= William Higgins Coleman =

William Higgins Coleman (18 July 1812 – 12 September 1863) was an English botanist.

==Life==
Coleman was educated at St John's College, Cambridge, where he graduated B. A. in 1836, M.A. in 1838, and was ordained deacon and priest by Kaye, bishop of Lincoln, in 1840. Becoming a master at Christ's Hospital, Hertford, he was engaged from 1840 to 1847 with the Rev. R. H. Webb in preparing the Flora Hertfordiensis (London, 1849). In 1847 he became assistant-master in the grammar school, Ashby-de-la-Zouch, Leicestershire.

Coleman died at Burton-on-Trent.

==Works==
In 1834, Coleman was author, in conjunction with John William Colenso, of Examples in Arithmetic and Algebra (Cambridge).

The Flora Hertfordiensis contains an "Introduction on the Physical Geography and Botanical Divisions of the County", by Coleman, written in 1846, which is the first case in which a county flora was distributed into river-basin districts; and appendices (1) on this system, embodying the substance of a paper "On the Geographical Distribution of British Plants" in The Phytologist (1848, iii. 217); and (2) on Oenanthe fluviatilis, which he was the first to diagnose (English Botany Supplement, 2944, and Ann. Nat. Hist. v. 13, 188, t. 3).

Coleman also added Carex × boenninghausiana, Weihe, to the British list in 1842 (Eng.
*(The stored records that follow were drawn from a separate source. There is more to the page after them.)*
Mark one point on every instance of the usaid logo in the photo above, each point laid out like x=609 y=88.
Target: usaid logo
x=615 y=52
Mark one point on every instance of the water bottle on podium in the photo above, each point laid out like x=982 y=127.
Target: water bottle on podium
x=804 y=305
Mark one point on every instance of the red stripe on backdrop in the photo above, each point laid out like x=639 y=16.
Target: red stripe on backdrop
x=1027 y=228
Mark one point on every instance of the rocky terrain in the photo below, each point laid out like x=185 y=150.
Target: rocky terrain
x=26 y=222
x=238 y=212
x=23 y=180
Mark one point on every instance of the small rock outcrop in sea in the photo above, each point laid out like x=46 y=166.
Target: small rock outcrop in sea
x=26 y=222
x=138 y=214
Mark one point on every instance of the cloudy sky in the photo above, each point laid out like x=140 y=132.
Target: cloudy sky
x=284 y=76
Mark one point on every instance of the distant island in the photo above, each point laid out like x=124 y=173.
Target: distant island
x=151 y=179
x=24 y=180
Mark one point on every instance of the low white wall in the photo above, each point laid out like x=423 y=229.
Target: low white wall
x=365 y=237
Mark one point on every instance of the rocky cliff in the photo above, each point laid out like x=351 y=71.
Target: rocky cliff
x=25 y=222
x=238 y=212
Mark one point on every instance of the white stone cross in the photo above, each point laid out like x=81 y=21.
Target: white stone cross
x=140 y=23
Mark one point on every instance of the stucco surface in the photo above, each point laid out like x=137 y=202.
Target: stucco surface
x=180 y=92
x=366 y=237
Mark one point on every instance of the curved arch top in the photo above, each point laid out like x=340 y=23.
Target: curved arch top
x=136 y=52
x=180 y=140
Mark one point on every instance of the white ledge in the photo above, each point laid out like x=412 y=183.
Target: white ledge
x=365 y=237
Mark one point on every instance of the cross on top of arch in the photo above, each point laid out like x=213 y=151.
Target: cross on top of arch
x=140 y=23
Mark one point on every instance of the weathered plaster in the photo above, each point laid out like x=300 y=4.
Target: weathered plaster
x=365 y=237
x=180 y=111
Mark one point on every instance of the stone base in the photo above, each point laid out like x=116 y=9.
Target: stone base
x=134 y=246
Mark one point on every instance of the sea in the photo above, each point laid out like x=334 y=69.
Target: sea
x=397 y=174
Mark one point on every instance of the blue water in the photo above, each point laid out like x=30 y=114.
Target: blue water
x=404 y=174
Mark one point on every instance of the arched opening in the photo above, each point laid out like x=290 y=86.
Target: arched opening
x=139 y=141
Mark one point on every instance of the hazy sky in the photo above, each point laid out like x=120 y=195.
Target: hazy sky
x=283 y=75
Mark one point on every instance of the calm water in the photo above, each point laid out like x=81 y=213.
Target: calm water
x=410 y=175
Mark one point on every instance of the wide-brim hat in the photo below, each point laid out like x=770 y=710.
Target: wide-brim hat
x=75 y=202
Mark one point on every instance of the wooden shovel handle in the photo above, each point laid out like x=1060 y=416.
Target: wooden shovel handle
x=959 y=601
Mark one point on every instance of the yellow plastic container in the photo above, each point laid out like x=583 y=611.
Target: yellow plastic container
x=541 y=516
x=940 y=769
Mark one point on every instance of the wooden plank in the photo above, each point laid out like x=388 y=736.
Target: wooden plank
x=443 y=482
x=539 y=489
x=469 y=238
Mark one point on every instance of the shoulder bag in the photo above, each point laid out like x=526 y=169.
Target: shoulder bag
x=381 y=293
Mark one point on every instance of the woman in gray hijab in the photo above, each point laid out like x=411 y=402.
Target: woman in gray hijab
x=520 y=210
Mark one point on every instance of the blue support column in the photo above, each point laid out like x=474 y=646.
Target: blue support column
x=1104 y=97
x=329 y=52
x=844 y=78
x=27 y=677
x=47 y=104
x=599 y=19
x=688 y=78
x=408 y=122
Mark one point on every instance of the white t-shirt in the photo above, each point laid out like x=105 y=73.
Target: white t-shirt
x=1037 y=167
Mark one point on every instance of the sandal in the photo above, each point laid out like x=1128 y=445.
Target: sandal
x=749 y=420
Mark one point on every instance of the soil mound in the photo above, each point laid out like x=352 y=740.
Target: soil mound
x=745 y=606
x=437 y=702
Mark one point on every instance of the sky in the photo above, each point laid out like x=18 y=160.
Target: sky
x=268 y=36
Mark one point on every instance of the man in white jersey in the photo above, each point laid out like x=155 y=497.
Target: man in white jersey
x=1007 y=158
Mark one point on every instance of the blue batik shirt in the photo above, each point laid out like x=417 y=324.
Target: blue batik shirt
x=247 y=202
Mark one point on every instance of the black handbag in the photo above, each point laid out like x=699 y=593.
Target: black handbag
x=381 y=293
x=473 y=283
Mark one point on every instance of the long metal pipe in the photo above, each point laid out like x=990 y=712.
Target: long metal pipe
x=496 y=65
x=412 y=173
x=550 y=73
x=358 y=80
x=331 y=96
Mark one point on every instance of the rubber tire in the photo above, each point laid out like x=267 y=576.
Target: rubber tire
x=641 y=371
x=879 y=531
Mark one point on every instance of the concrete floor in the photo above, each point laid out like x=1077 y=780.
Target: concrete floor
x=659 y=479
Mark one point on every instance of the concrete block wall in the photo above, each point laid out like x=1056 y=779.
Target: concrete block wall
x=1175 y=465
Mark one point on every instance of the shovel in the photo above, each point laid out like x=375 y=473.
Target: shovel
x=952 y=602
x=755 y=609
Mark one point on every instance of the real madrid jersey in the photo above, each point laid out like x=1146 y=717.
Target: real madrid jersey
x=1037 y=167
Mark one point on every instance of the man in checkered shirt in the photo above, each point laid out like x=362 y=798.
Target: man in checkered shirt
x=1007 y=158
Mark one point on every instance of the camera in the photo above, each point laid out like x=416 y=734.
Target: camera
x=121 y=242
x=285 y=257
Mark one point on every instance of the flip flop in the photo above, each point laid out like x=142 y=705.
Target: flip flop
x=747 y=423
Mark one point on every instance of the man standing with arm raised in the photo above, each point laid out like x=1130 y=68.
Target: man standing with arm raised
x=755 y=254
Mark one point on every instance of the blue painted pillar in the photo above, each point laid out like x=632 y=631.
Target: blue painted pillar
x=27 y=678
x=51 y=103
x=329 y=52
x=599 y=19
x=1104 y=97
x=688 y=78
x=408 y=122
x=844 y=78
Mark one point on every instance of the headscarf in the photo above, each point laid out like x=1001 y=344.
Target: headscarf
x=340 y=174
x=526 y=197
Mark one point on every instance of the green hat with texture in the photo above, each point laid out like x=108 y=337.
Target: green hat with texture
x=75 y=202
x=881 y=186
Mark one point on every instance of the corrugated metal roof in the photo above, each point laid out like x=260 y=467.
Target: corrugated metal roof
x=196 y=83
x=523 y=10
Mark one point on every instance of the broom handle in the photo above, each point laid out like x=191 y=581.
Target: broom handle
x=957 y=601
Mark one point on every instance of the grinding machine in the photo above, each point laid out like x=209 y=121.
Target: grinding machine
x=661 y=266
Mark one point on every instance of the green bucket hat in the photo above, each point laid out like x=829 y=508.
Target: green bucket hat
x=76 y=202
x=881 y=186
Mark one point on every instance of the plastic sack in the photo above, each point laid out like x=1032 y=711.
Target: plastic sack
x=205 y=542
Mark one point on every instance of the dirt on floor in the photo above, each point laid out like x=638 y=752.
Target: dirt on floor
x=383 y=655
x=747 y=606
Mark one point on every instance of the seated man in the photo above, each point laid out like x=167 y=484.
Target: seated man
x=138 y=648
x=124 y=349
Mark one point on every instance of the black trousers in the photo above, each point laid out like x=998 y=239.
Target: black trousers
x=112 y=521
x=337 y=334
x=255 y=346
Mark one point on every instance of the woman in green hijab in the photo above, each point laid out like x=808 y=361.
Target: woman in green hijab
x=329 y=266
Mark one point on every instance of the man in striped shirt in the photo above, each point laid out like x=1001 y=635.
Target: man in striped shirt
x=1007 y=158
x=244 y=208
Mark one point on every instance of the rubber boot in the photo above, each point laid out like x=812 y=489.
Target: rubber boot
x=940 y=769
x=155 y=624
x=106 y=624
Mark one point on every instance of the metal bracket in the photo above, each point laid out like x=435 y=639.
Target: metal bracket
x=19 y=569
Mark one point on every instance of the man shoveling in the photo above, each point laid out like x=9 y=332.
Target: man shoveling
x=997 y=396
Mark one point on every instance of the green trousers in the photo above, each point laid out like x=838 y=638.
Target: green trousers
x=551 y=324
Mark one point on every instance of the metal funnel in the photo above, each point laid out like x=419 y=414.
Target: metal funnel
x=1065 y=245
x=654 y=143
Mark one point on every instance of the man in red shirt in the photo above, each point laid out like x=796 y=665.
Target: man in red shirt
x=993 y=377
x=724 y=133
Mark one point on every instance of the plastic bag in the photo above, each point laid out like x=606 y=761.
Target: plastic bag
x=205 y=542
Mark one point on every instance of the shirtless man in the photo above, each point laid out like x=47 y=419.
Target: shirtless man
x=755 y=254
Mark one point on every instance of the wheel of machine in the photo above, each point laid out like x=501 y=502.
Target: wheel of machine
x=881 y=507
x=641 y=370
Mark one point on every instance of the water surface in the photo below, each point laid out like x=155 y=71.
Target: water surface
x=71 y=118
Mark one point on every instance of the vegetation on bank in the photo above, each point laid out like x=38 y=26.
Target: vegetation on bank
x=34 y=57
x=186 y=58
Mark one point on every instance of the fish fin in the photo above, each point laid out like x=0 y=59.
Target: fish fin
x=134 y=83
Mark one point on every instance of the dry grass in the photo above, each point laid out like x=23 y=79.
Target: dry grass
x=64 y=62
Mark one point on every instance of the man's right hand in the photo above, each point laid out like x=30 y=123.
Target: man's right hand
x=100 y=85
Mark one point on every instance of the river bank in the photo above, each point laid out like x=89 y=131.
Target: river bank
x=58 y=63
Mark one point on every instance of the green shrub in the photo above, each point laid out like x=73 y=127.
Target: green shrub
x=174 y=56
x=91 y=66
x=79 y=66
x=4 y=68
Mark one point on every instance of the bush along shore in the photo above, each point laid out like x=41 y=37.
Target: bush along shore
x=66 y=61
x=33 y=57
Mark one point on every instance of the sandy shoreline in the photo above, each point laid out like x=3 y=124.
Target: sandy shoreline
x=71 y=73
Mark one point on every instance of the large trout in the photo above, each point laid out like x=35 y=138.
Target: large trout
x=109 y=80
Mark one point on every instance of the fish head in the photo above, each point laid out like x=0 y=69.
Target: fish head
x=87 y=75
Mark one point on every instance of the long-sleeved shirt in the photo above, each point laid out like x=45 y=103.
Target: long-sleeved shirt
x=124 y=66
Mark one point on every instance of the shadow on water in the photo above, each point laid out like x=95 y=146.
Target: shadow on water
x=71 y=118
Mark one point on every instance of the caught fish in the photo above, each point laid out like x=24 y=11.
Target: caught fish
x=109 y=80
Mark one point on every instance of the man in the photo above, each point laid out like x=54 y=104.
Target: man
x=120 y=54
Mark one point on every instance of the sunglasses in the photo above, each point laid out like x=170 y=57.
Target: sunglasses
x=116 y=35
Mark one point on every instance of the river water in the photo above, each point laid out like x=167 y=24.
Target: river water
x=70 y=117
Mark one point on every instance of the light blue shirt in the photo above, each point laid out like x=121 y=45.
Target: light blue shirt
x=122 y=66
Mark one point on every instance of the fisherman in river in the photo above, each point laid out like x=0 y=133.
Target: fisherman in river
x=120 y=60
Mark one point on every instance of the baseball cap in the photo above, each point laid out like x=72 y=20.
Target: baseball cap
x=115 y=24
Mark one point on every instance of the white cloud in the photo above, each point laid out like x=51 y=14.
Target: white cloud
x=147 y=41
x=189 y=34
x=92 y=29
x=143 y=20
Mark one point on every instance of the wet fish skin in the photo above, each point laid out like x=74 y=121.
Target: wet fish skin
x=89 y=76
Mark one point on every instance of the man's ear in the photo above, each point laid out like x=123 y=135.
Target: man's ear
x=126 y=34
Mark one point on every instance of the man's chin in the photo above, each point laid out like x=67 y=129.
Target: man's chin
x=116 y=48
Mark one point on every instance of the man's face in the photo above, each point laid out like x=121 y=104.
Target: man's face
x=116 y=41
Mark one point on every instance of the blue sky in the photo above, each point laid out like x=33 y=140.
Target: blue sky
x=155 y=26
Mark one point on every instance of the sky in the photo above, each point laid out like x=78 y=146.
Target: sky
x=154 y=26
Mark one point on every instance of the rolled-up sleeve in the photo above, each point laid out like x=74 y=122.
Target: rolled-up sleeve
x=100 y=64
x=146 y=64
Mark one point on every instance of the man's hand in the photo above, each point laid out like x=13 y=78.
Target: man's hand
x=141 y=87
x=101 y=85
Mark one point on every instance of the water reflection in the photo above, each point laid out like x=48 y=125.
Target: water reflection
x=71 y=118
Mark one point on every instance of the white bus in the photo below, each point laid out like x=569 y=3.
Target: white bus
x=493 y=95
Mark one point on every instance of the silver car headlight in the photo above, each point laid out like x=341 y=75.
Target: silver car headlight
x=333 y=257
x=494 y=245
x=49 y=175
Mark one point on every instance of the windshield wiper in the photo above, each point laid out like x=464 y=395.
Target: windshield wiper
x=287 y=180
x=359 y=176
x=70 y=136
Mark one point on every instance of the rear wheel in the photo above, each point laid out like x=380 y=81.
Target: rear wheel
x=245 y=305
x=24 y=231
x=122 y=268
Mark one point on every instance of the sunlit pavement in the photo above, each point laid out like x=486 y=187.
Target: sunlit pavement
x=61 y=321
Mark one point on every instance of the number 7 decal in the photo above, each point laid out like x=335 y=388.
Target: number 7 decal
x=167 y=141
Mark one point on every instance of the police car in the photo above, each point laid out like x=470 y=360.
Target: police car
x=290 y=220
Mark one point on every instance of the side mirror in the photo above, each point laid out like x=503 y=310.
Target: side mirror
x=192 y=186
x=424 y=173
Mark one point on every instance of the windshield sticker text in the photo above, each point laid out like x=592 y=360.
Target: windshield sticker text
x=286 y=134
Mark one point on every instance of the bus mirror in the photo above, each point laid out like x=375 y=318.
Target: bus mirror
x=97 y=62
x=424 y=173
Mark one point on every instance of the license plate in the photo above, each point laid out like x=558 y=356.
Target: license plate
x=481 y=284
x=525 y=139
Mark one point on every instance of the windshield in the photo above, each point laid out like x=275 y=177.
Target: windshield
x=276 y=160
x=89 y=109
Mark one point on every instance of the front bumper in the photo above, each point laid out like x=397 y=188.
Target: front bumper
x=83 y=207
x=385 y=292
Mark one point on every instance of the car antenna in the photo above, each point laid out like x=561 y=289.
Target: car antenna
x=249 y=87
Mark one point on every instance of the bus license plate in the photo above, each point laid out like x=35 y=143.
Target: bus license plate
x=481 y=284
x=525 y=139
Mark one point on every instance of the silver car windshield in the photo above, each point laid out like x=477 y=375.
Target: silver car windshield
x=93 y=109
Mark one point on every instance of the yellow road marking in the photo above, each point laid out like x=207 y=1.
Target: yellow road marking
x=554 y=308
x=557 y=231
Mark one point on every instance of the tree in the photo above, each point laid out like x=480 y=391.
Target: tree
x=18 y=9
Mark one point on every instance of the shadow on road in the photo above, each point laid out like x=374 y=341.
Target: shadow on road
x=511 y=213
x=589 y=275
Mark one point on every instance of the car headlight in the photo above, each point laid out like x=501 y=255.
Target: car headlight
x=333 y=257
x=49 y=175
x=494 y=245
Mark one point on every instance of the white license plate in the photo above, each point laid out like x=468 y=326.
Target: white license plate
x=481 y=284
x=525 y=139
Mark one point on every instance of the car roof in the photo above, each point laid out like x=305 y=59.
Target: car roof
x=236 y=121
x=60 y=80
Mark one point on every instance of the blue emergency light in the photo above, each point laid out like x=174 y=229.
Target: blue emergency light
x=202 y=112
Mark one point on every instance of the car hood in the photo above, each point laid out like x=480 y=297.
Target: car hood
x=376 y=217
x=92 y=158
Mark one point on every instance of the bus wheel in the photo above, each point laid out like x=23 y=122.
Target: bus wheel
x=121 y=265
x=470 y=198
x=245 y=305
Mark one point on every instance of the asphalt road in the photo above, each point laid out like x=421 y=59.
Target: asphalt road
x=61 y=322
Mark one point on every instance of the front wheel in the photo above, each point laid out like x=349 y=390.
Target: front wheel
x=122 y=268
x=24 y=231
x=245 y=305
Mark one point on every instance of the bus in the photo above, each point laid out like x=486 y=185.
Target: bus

Bot. Sup. 2910) and Rubus colemanni was dedicated to him by the Rev. A. Bloxam. In 1851, in conjunction with Mr. Webb, he published a supplement to the Flora Hertfordiensis, and a second in 1859; and he also contributed notes upon mosses and flowering plants to the flora of the district surrounding Tutbury and Burton-on-Trent, by Edwin Brown, in Sir Oswald Mosley's Natural History of Tutbury, London, 1863.

Having "been long engaged in minute and extensive researches ... for the purpose of illustrating the more striking and difficult of the poetical passages of the Old Testament," he published in the Journal of Biblical Literature for July 1863 an elaborate paper on "The Eighteenth Chapter of Isaiah", which was reprinted with others, after his death, under the title of "Biblical Papers; being Remains of the Rev. W. H. Coleman", London.

Among his papers were found fragments of treatises on the Sinaitic inscriptions, and on the geology of the midland district.